I feel like some of you may have judged me incorrectly and have jumped to the conclusion that I am "arrogant", "immature" and "f**king rude". Please don't assume you know me from one MumNet post.

I was with my ex-gf for 4 years and her whole family including her grandparents loved me. I want to emulate those feelings for me with this family now.

Thanks for your comments once again!

19lottie82 Wed 07-Sep-16 07:54:05

I'm glad you have taken the comments on board OP, and you can now take a step back and look at the situation differently.

No one is claiming to "know you" from a single post, but the reality is, that post does portray you as immature and arrogant.

Your ex's family "loving you" is a red herring in this situation. If you want your new "in laws" to be the same, then accept their rules and their values. Just because they won't allow you to share a bed with their daughter in their home, doesn't mean they don't like you. Try not to blur these issues.

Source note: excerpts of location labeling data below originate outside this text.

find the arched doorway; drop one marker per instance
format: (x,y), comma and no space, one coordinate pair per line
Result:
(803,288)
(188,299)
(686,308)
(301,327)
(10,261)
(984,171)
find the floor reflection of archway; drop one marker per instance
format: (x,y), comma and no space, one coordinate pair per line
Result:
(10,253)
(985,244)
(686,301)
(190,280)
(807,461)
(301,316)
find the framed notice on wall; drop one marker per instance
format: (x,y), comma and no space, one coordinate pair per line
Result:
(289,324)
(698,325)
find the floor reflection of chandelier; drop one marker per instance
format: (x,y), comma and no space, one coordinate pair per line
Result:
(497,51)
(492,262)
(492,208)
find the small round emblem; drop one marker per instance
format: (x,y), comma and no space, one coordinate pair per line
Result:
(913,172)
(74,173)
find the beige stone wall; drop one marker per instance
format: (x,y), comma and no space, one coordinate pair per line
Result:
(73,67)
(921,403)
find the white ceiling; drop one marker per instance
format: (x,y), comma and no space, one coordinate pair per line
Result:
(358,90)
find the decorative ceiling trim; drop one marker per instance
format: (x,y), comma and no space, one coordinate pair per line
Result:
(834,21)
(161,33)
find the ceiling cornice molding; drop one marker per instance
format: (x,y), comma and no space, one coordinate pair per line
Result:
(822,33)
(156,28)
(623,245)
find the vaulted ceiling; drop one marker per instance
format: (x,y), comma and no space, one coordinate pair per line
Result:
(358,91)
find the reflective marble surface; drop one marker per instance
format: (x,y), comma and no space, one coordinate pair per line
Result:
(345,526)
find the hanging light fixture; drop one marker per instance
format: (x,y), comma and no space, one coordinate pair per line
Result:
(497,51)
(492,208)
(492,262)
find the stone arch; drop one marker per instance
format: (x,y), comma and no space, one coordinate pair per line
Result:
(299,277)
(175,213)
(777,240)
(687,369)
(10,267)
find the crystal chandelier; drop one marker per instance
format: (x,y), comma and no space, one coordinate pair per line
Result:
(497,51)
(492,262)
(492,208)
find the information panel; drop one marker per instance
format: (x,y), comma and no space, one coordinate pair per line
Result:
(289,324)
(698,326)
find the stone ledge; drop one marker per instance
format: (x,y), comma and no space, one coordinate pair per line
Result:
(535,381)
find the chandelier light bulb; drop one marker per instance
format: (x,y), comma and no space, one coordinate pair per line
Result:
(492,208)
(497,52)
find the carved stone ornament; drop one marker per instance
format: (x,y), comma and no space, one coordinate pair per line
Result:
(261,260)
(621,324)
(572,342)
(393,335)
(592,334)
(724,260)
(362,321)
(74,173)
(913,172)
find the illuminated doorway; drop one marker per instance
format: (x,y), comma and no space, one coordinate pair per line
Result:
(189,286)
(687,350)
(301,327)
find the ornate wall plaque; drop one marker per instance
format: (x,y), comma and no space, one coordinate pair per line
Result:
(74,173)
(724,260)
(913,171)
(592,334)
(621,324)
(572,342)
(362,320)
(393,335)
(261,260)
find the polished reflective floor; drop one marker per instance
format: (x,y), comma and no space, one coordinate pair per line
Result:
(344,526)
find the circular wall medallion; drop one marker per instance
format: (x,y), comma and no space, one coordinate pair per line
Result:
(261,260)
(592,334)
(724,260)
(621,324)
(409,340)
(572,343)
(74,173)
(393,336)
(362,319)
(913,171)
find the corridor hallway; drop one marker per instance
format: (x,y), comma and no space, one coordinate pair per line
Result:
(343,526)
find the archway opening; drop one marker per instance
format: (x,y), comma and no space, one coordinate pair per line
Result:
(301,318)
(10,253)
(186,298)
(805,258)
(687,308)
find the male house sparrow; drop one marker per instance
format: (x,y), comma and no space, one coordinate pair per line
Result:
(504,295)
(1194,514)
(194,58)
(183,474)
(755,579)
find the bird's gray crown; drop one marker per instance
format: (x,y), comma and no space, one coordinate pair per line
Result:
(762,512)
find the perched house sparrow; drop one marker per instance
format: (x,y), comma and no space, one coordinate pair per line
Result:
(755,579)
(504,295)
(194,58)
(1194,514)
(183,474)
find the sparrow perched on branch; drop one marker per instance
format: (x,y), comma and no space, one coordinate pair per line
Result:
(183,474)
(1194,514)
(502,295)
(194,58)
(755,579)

S3pth0t Wed 07-Sep-16 23:12:42

1. Do you think it is wrong of her parents to stop us from sleeping in her room? No their house, their rules
2. How can I approach her parents to discuss the matter? I'm not sure they are aware of the fact they are pushing their daughter away from them both physically and mentally. My gf is naturally very shy and often doesn't have the courage to express her true feelings on the matter. There is nothing for you to discuss, their house, their rules
3. How can I get her parents to have a little bit of faith in me? Respect is earnt by your words and actions over time

Suggest if you wish to sleep in the same room as your girlfriend find alternate accomodation eg
AirB&B or hotel or camp

You have only been with your girlfriend for a few months

I know families that NEVER allow people to stay over in the family house and this will never change

I know families that welcome big numbers of family and friends to stay over on a regular basis

DragonNoodleCake Thu 22-Sep-16 19:04:54

My DH was 34 when we met, I was the first woman ever to be allowed to sleep in the same room as him in his parents house.